Попытки оппозиции эстетике Данте имеются: «Фауст» Гете, во второй своей части вступающий в осторожную полемику с флорентийцем; Парни, высмеявший мифологических богов, с ними вместе Вергилия (святотатство для имперской эстетики); и прежде всего «Чайльд-Гарольд», «Корсар» и «Дон Жуан» Байрона, самое радикальное произведение, написанное со времен «Божественной комедии», – все эти вещи написаны не только после Великой французской революции, но даже во время Бурбонов («Война богов» Парни написана уже в 1799 г., то есть после 18 брюмера, в то время, когда революция перешла в статус военной диктатуры). Это свидетельство невероятной живучести, неувядаемой силы классической эстетики: меняется все – но революция не находит аргументов против имперской эстетики.
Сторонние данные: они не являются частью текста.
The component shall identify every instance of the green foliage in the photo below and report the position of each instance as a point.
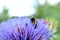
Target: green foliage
(49, 12)
(4, 15)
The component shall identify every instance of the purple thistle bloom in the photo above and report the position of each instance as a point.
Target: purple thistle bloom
(23, 29)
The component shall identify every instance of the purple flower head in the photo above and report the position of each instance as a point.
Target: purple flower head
(23, 29)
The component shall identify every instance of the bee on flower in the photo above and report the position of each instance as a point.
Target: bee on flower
(24, 28)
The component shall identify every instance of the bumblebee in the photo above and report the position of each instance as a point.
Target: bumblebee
(34, 21)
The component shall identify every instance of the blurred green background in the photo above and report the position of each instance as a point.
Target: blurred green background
(46, 11)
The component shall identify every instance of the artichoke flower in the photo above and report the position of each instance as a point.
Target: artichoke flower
(24, 28)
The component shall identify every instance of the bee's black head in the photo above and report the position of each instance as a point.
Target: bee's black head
(32, 20)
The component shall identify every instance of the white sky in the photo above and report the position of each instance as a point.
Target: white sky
(22, 7)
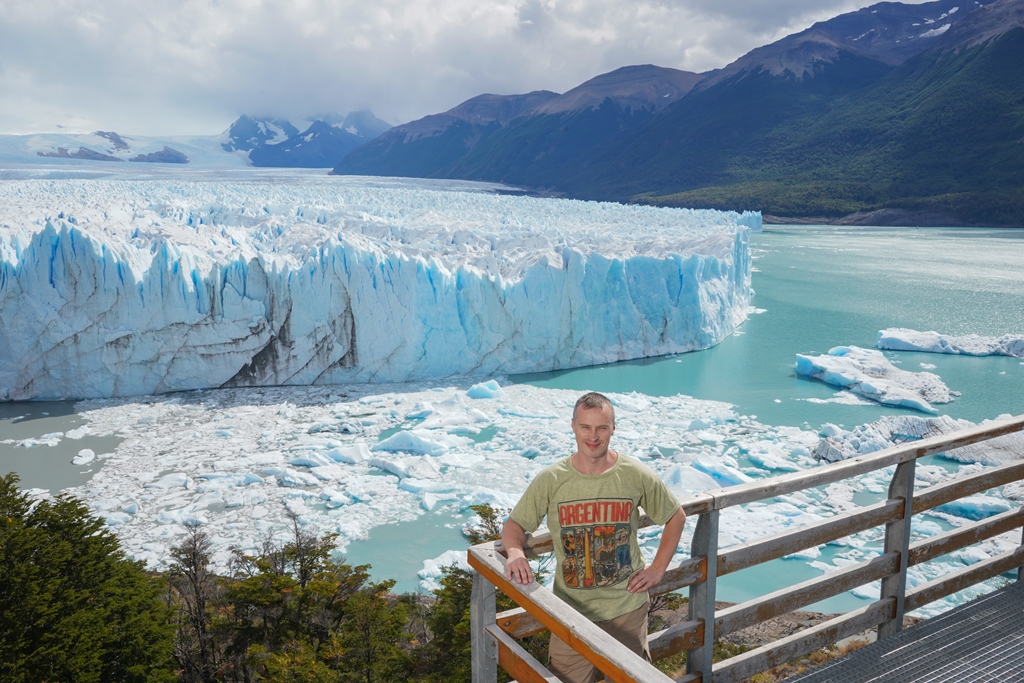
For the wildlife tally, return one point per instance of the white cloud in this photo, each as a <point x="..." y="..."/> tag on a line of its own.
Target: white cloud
<point x="150" y="67"/>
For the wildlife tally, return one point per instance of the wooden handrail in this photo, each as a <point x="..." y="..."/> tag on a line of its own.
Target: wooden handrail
<point x="542" y="610"/>
<point x="611" y="657"/>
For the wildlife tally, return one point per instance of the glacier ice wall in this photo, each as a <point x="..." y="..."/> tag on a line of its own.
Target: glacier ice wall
<point x="115" y="288"/>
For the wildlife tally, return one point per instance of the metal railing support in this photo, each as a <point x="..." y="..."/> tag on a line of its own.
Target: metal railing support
<point x="898" y="540"/>
<point x="481" y="614"/>
<point x="702" y="595"/>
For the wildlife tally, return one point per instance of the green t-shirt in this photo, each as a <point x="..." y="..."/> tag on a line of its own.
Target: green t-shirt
<point x="593" y="519"/>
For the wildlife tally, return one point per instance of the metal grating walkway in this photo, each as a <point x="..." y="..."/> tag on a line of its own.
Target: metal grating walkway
<point x="981" y="641"/>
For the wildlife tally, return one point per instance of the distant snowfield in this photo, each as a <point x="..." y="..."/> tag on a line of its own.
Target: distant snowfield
<point x="118" y="287"/>
<point x="201" y="151"/>
<point x="346" y="460"/>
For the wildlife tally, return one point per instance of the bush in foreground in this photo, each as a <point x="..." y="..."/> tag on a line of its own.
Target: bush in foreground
<point x="73" y="608"/>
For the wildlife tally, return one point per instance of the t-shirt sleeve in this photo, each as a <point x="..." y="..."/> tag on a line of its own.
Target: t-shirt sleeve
<point x="657" y="501"/>
<point x="529" y="511"/>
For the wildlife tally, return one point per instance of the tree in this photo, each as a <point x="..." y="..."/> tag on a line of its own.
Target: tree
<point x="368" y="645"/>
<point x="190" y="577"/>
<point x="73" y="608"/>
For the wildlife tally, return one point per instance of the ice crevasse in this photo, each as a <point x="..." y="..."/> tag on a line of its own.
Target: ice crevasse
<point x="115" y="288"/>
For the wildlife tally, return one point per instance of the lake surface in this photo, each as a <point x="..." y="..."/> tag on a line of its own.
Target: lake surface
<point x="817" y="287"/>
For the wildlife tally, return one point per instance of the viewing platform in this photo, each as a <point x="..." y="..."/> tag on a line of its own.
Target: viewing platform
<point x="982" y="640"/>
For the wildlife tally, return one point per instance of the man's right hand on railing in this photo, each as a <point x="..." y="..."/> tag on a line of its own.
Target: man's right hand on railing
<point x="517" y="568"/>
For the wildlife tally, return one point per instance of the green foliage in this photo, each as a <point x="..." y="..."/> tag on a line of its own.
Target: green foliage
<point x="72" y="607"/>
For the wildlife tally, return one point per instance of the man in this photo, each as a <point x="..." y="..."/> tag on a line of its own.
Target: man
<point x="591" y="500"/>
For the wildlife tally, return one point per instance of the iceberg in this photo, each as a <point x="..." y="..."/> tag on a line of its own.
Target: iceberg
<point x="837" y="443"/>
<point x="117" y="287"/>
<point x="901" y="339"/>
<point x="869" y="375"/>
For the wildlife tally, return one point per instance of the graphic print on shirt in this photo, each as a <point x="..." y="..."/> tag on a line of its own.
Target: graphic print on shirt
<point x="596" y="541"/>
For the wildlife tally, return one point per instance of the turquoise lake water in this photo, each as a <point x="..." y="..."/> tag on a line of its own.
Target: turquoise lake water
<point x="819" y="287"/>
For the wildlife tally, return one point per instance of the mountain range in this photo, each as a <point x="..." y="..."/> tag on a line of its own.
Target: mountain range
<point x="895" y="113"/>
<point x="321" y="143"/>
<point x="318" y="142"/>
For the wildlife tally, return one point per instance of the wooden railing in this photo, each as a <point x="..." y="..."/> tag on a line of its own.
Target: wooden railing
<point x="495" y="634"/>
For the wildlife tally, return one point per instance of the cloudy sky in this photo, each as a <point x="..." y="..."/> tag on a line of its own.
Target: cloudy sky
<point x="190" y="67"/>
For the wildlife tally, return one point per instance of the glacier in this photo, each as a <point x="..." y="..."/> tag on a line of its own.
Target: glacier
<point x="901" y="339"/>
<point x="868" y="374"/>
<point x="114" y="287"/>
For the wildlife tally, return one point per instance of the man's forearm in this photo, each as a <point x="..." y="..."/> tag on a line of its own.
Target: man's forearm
<point x="517" y="567"/>
<point x="670" y="541"/>
<point x="513" y="539"/>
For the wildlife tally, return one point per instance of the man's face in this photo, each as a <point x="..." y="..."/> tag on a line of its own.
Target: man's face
<point x="593" y="428"/>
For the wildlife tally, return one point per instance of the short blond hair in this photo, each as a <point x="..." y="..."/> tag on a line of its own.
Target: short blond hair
<point x="594" y="400"/>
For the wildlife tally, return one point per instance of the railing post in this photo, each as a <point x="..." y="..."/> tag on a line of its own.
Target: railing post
<point x="481" y="614"/>
<point x="898" y="540"/>
<point x="1020" y="569"/>
<point x="702" y="595"/>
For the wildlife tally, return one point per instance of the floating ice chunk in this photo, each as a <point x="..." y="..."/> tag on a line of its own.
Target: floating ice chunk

Какие бы теории ни выдвигались относительно причин Великой французской революции, все историки согласны в том, что старая монархия себя изжила и революция случилась тогда, когда должна была случиться. Не в том дело, что диагноз подтвержден историками от Ипполита Тэна до Эрика Хобсбаума, от Карлейля до Кропоткина, от Февра до Шоню. Даже если бы все они высказались (как это бывает с академическими историками) уклончиво, кризисное состояние подтверждает сама ткань предметной культуры Франции, сама материя искусства, призванная воплощать дух государства. К 1789 г. эта материя «проносилась», как бывает с сукном, истончилась настолько, что порваться могла в любом фрагменте монархического сюртука. К тому времени, как марсельские батальоны с пеньем «Карманьолы» пошли к Парижу, герой французских гравюр имел столь тщедушное телосложение, что его бы сдуло порывом ветра, не то что ружейным залпом. Субтильное существо в кружевах с тонкими запястьями и завитым париком, он хорош для дуэлей в парке; что он может в бою? Этот субъект еще представляет «античную гармонию» и «ренессансную эстетику», но как же он изменился! Леонардовский разъяренный воин выдержал бы напор мужичья; тициановский рыцарь справился бы, рубенсовский богатырь устоял бы; что говорить об испанской пехоте, воспетой Веласкесом. Но субтильный кавалер, измочаленный пороком либертен, кондотьер салонов и покоритель будуаров – этот персонаж заднего плана ренессансных картин был сметен, как мусор. И, однако, даже когда головы кавалеров отрубают, а костюм культуры разорван, кавалер продолжает держаться за свой наряд; желает заказать новый по тому же лекалу. Правда, рыцарь-кавалер-трубадур – уже иной.